The Trump presidency, promising less regulation and more drilling, arrives just at the right time for the oil industry.
For the first time in months, industry officials are hopeful that prices could stick above $50 per barrel, a level that would allow more U.S. drilling rigs to come on line.
Higher prices, along with President-elect Donald Trump's pledge to support the industry by rolling back regulations and weakening environmental rules, means relief for some hard-hit energy producers. The U.S. has slowly been adding oil rigs in recent months, but the count jumped by 21 to 498 last week, according to Baker Hughes. That is still well below the peak of 1,600 two years ago.
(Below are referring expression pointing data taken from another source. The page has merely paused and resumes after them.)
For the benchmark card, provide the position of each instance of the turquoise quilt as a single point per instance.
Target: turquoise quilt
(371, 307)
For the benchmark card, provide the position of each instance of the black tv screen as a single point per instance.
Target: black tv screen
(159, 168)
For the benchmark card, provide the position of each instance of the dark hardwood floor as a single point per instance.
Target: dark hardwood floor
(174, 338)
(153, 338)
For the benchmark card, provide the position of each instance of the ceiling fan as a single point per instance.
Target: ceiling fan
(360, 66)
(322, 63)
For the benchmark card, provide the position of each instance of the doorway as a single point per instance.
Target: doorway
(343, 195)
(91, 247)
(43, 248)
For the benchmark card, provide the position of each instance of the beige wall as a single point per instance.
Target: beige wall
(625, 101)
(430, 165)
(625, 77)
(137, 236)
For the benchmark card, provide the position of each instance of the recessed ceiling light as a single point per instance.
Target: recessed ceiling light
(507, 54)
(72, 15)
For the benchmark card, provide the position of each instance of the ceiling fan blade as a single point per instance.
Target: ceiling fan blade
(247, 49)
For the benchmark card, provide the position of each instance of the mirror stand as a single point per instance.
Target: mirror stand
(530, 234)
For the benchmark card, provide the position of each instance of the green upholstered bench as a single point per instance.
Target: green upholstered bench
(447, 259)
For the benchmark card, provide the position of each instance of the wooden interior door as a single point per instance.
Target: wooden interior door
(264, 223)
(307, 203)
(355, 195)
Energy industry CEOs and business leaders who gathered in New York City for the Platts Global Energy Awards Thursday were more optimistic than they've been in several years, though they say there are still unknowns. OPEC's recent agreement to cut production has helped boost prices, and that is a big factor.
"I think [in] 2017, the big question will be if the price recovery will hold and [if] that will bring some of the producers in the shale industry to increase production. Obviously there are a lot of expectations [of] the new administration but we have to see what [the change] actually means," said Martin Fraenkel, president of S&P Global Platts.
"I think [Trump will be] good for the Industry," said Gary Ross, executive chairman and head of Global Oil at research firm Pira Energy. "There are many positives on the supply side from the Trump presidency, and there's potential on the demand side. Backing away from global warming, backing away from fuel efficiency standards for new automobiles. Some of these new developments and a stronger economy are all going to lead to more demand."
Following last week's market-supporting OPEC decision to trim production by 1.2 million barrels a day, there are questions about what the non-OPEC players will do. Ahead of this weekend's non-OPEC producer meeting in Vienna many are confident that there will be coordination.
"I think they will meet Saturday, and I'm sure they will contribute. I don't want to say they must contribute, but it is very important that they contribute 600,000 barrels a day, because 1.2 million (from OPEC alone) will not have that much effect, but 1.8 (between OPEC and non-OPEC) will really have some effect on the market," said Former OPEC Secretary General Abdallah Salem el-Badri.
Meanwhile, the Saudis appear to be moving forward and upholding their end of the bargain, in advance of the announced cuts in January.
"The Saudis are cutting customer allocations. They sent out announcements to their customers … so they are cutting production, and I think you're going to see bigger cuts, slightly bigger cuts, in the United States than anywhere else," said Ross.
A number of industry officials and experts attending the conference agree oil prices could end up in the $60-70 range next year.
Harold Hamm, CEO of Continental Resources and candidate for the Secretary of Energy position in President-elect Trump's cabinet ,said he expects OPEC and non OPEC producers to cooperate on production cuts. That would be good for the consumer, but the industry has to be careful not to get too aggressive with drilling.
"The Saudis are targeting at $55-65. I think that's gonna be the biggest hold back, that price level…And we shouldn't drill everything that works…If we get oversupplied again you can look for another [corrective] situation. You shouldn't get too far out over your skis in case that should happens," Hamm said.